Service Discovery
Why Service Discovery Exists
In monolithic architectures, services communicate via well-known addresses — a database lives at db.internal:5432, the cache at redis.internal:6379. These addresses are configured once and rarely change. Microservices shatter this simplicity. When a single application decomposes into dozens or hundreds of services, each with multiple instances that scale dynamically, the question "where is service X right now?" becomes a fundamental infrastructure problem.
Service discovery solves:
- Dynamic location — instances come and go as they scale, deploy, or fail
- Load distribution — distributing requests across healthy instances
- Health awareness — automatically removing failed instances
- Multi-environment — services exist in dev, staging, production with different locations
Without service discovery, you are left with static configuration files that must be updated every time an instance changes — a process that breaks down at scale and velocity.
Historical Context
The problem isn't new. DNS was the original service discovery mechanism (and still is, in many environments). But DNS was designed for the relatively stable Internet namespace, not for microservices where instances churn every few seconds. The limitations — TTL-based caching delays, lack of health checking, no metadata — drove the creation of purpose-built service discovery systems.
First Principles
The Service Discovery Triangle
Every service discovery system must address three concerns:
Registration Patterns
Self-registration: The service instance registers itself with the registry on startup and deregisters on shutdown.
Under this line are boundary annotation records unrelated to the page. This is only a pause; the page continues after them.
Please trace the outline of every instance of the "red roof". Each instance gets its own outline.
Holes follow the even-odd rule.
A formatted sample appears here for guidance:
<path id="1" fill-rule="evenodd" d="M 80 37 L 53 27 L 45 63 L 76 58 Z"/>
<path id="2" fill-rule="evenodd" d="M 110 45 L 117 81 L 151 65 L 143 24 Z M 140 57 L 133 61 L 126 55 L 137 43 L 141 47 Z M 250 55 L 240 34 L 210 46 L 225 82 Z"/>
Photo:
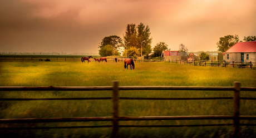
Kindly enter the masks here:
<path id="1" fill-rule="evenodd" d="M 238 42 L 225 53 L 256 52 L 256 41 Z"/>

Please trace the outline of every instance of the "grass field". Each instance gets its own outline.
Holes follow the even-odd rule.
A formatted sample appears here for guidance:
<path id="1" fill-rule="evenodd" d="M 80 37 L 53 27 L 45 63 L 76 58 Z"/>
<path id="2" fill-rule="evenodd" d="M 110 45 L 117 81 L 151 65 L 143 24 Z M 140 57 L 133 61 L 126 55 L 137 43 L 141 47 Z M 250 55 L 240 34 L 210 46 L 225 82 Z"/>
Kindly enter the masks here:
<path id="1" fill-rule="evenodd" d="M 164 62 L 136 63 L 135 70 L 124 69 L 122 63 L 82 63 L 81 62 L 0 62 L 0 86 L 111 86 L 256 87 L 256 70 L 189 66 Z M 6 98 L 111 97 L 108 91 L 0 92 Z M 121 91 L 121 97 L 232 97 L 233 92 L 186 91 Z M 242 92 L 242 97 L 255 97 L 255 92 Z M 241 101 L 242 115 L 255 115 L 256 102 Z M 233 101 L 225 100 L 122 100 L 120 116 L 232 115 Z M 111 100 L 36 101 L 2 102 L 1 119 L 76 117 L 111 116 Z M 247 123 L 247 121 L 243 121 Z M 251 121 L 255 124 L 255 121 Z M 150 121 L 120 122 L 120 125 L 185 125 L 228 124 L 230 120 Z M 15 124 L 14 124 L 15 125 Z M 111 125 L 109 122 L 41 123 L 29 126 Z M 255 127 L 243 126 L 243 137 L 255 136 Z M 4 136 L 44 137 L 108 137 L 111 128 L 7 131 Z M 232 126 L 121 128 L 123 137 L 229 137 Z"/>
Third-party registration: An external registrar (e.g., the orchestrator) manages registration. Kubernetes uses this pattern — the kubelet and kube-proxy handle service registration, not the application.
| Pattern | Pros | Cons |
|---|---|---|
| Self-registration | Simple, no external dependency | App coupling to registry, language-specific |
| Third-party registration | App unaware of registry, consistent | Requires orchestrator, additional component |
Discovery Patterns
Client-side discovery: The client queries the registry and selects an instance.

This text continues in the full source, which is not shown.